Environmental effects on explosive detection threshold of domestic dogs

Abstract

Detection canines are deployed to detect explosives in a wide range of environmental conditions. These environmental conditions may have negative impacts on canine capabilities as a sensor. This study leveraged an air dilution olfactometer to present controlled odor concentrations of four different energetic materials (double base smokeless powder, Composition C4, ammonium nitrate, and flake Trinitrotoluene) to dogs working in a range of high temperature, standard, and low temperature conditions with high and low humidity conditions. The air dilution olfactometer controlled concentrations independent of environmental condition. Dogs' detection threshold limits were measured using a descending staircase procedure. We measured dogs' threshold twice for each energetic under each environmental condition. Results indicated heterogeneity in effects based on energetic, but all odors were detected at their lowest concentrations under standard conditions. Smokeless powder detection was reduced under all environmental conditions compared to standard and was least detectable under high temperature and humidity conditions. AN detection was poorest under high temperature high and low humidity conditions. C4 in contrast, was least detectable at low temperatures with high humidity. TNT detection was difficult under all conditions, so decrements due to environmental conditions were not statistically detectable. Additional measures were also found to be associated with detection limits. Under high temperature conditions, correlations were observed between canine mean subcutaneous temperature and detection limits, such that dogs experiencing greater temperature increases showed poorer detection limits. In addition, dog's latency to sample the odor port from the onset of a trial was longest in the high temperature conditions. Longer latencies were also predictive of poorer detection performance. Overall, dogs showed deficits in detection sensitivity limits under all environmental conditions for at least one energetic material when the concentration of that energetic material was not directly impacted by the environmental conditions. These results suggest that behavioral factors related to environmental exposure can have important impacts on canine detection sensitivity and should be considered in operational environments.

Fig 1. Schematic diagram of environmental chamber.

Testing environment set up, containing a built-in heater and AC unit. An environmental sensor was attached to the back wall to monitor the environmental conditions while testing to maintain proper conditions. A go/ no go olfactometer testing apparatus was placed in the front of the room to preform training and testing.

Fig 2. Diagram of mass air flow dilution olfactometer.

The path of air flow is shown from left to right. Clean air travels through a warm water bath heated to replicate the same temperature of the odorant water bath. The clean air then travels to the manifold and is dispersed to the MFC A, MFC B and MFC E. Air from MFC A is pushed into the vial containing an odorant located in a separate water bath to collect the headspace from the vial and then pushed out of the vial to a three-way junction connected to MFC B. The air from the vial is mixed with clean air from the manifold the travels to the remaining mass air flow controllers. The odorant is systematically diluted by the mass air flow controllers and then pushed down the odor line to be delivered to the port.

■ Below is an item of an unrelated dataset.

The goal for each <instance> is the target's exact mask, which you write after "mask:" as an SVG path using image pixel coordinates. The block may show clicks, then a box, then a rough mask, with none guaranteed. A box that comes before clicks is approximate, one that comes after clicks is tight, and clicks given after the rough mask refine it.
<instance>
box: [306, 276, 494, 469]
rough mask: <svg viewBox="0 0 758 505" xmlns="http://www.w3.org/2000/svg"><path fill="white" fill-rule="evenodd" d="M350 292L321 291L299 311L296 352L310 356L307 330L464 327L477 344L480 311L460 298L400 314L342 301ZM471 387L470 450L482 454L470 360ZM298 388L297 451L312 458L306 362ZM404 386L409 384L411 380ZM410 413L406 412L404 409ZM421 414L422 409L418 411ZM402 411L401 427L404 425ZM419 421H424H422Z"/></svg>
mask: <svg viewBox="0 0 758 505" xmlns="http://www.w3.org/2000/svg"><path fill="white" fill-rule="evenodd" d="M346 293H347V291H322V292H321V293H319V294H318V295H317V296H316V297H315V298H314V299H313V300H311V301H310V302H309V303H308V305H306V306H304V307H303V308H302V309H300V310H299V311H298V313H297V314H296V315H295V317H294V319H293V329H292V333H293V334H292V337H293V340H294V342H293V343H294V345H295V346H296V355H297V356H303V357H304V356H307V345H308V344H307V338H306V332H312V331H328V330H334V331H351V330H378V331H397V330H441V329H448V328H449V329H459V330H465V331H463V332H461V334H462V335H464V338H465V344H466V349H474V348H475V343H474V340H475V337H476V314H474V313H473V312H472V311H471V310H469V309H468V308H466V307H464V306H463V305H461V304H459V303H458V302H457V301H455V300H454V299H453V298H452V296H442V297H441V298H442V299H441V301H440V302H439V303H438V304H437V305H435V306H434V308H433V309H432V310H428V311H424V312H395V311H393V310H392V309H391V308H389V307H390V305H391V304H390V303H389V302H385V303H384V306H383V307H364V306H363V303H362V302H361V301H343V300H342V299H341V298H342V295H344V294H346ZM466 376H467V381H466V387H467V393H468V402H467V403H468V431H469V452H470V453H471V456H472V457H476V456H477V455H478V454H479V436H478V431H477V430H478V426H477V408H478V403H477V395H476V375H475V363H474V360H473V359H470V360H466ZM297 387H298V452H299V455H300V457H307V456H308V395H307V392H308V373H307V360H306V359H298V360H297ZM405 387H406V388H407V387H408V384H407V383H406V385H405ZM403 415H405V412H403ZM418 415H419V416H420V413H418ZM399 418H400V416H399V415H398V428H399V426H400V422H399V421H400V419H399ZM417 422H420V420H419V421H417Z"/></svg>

Fig 3. The dog Jack following the 3-down 1-up adaptive threshold procedure for C-4 in standard conditions.

After three correct responses, the concentration was decreased by a half-log. Once Jack responded incorrectly when presented with 0.01 dilution of C4, the concentration was increased by a half-log. Jack correctly alerted 0.01 dilution of C4 but was not able to detect lower concentrations. Eight reversals were reached during testing and threshold was calculated as the geometric mean of the last six reversals.

Fig 4. Average threshold of each odor.

Displaying average dilution of vapor saturation threshold across all dogs for both testing sessions in standard conditions of each odor. SP, C4, AN, and TNT. Error bars show 95% bootstrap estimated confidence intervals.

Fig 5. Threshold (log proportion of vapor saturation) for each environmental condition and odor.

Error bars show bootstrap estimated 95% confidence intervals.

Fig 6. Individual threshold difference for each environment condition compared to standard condition for dogs detecting SP.

Average threshold between both testing sessions for each condition.

Fig 7. Implanted skin temperature during testing.

Error bars show the 95% confidence interval.

Fig 8. Threshold relation to mean subcutaneous temperature.

Line shows the best fit regression.

Fig 9. Respiratory effort ratings during the threshold assessments.

Error bars show the boot strap estimated 95% confidence intervals.

Fig 10. Relationship between mean RE and log threshold.

Fig 11. Latency to sample odor port by environmental condition.

Error bars show the 95% bootstrap estimated confidence intervals.

Fig 12. Relationship between mean latency to initiate a trial in a session with overall threshold.